Mahasiswa yang diobservasi Terkait Virus Corona Khawatir Status Pendidikan Mereka
Sayangnya karena terjadi wabah corona mereka hanya mendapatkan teori saja yang bisa diakses secara online
Penulis:
Apfia Tioconny Billy
Editor:
Imanuel Nicolas Manafe
Ditempat terpisah, Sekretaris Dirjen Pencegahan dan Pengendalian Penyakit (P2P) Kemenkes Achmad Yurianto saat jumpa pers di Jakarta, Senin (10/02/2020) menyebutkan bahwa selain permasalahan masa observasi, ratusan WNI yang diantaranya mahasiswa kini harus memikirkan proses masa perkuliahan.
Karena di Wuhan itu masa perkuliahan telah dimulai untuk semester ini, namun memang masih diterapkan secara online.
Baca: Deteksi Virus Corona di Indonesia, UNAIR Akui Miliki Alat Pendeteksi dengan Keakuratan Capai 99%
Bahkan ia menyebutkan beberapa mahasiswa kedokteran semester 8 sudah harus menjalani masa praktek.
Jadi yang menjadi permasalahan mereka saat ini, bagaimana sponsor beasiswa mereka nantinya, jika proses masa karantina masih berlangsung hingga pulang ke rumah orang tua masing masing nantinya. Tentu akan memakan waktu, tandasnya. (Tribunbatam.id/bereslumbantobing)
Kata peneliti soal virus corona sudah sampai Indonesia
Mengutip Kompas.com, ada peneliti yang memprediksi sebenarnya ada lebih banyak kasus infeksi virus corona di Indonesia dan Thailand lantaran lokasinya dekat dengan Wuhan, China.
Baca: Meninggalnya Dokter Li Wenliang akibat Virus Corona Picu Kemarahan Masyarakat China
Hal ini pula yang membuat para ahli khawatir jika virus corona Wuhan atau novel coronavirus penyebarannya tidak terdeteksi.
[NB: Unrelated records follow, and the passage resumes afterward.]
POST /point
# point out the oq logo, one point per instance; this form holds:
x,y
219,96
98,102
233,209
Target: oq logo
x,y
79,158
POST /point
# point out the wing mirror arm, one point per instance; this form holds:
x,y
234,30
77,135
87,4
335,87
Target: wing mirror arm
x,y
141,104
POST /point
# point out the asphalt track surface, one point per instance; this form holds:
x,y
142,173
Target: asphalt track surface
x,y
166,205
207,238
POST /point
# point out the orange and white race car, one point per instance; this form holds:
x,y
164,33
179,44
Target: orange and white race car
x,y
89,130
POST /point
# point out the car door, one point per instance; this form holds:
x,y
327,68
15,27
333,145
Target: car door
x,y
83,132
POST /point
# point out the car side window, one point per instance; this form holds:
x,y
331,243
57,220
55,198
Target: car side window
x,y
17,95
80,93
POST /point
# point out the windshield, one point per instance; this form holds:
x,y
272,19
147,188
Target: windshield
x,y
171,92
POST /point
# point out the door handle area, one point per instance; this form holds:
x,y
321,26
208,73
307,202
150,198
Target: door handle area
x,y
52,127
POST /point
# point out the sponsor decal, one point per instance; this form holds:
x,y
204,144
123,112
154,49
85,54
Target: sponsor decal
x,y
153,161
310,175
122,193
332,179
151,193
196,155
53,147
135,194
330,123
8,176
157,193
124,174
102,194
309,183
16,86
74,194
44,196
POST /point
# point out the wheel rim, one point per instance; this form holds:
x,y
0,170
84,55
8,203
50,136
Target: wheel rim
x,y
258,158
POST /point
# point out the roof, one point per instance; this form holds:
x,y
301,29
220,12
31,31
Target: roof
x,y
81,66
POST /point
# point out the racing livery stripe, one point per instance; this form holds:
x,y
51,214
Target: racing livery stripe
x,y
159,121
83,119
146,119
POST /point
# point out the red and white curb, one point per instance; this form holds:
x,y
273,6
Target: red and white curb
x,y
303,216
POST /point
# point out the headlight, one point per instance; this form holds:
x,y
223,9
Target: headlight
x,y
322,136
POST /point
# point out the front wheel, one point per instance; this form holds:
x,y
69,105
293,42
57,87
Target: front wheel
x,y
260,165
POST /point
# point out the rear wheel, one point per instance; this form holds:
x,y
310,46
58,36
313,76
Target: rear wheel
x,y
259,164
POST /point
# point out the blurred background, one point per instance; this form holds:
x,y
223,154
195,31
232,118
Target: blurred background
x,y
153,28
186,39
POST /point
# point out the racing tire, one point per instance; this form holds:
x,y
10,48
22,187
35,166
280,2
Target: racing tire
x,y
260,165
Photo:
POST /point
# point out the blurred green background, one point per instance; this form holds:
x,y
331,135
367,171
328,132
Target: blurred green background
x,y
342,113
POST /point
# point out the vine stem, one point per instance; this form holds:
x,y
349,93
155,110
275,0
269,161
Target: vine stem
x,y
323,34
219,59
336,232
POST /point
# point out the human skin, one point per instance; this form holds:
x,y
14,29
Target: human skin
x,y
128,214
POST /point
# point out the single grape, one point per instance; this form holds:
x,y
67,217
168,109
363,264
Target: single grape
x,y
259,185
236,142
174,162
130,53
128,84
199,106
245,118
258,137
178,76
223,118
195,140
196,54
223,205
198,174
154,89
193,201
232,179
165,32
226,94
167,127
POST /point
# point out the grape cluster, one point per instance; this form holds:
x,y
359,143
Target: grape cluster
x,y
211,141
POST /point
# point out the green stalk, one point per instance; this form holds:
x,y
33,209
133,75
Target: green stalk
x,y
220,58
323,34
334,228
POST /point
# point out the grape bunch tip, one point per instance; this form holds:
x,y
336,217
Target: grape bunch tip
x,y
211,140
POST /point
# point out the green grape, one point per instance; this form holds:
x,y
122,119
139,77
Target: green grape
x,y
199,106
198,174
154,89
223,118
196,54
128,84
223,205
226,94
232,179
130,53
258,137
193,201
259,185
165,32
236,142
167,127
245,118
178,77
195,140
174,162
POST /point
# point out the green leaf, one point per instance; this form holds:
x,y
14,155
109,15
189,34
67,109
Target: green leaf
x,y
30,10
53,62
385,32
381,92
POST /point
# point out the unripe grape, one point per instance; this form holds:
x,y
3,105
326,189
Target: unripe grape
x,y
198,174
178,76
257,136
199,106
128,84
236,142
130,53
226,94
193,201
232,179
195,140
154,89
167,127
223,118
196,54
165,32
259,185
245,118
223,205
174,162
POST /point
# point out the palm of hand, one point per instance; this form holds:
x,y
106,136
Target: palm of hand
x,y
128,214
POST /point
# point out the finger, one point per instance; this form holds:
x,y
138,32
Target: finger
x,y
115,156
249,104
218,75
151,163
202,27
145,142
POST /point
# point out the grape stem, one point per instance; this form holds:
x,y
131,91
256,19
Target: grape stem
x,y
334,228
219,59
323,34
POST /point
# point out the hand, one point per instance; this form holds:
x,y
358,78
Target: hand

Jika hal tersebut benar adanya, maka ada potensi epidemi lebih besar dari yang saat ini terjadi.
Untuk diketahui, data per hari ini mencatat 910 orang meninggal dan 40.553 orang positif terinfeksi secara global.
"Indonesia melaporkan nol kasus, tapi mungkin sebenarnya sudah ada beberapa kasus yang tak terdeteksi," ujar ahli epidemiologi Marc Lipsitch dari Harvard T.H Chan School of Public Health, penulis pendamping dari studi terbaru yang diposting di medRxiv.
"Sementara Thailand melaporkan 25 kasus, saya pikir sebenarnya lebih banyak dari itu," imbuhnya seperti dilansir VOA News, Jumat (7/2/2020).
Hingga Senin pagi (10/2/2020), jumlah pasien yang dilaporkan terinfeksi virus corona Wuhan di Thailand sudah 32 kasus.
Kamboja yang melaporkan satu kasus juga dianggap Lipsitch sangat tidak mungkin.
Dia pun yakin, ada lebih banyak kasus yang terjadi di Kamboja.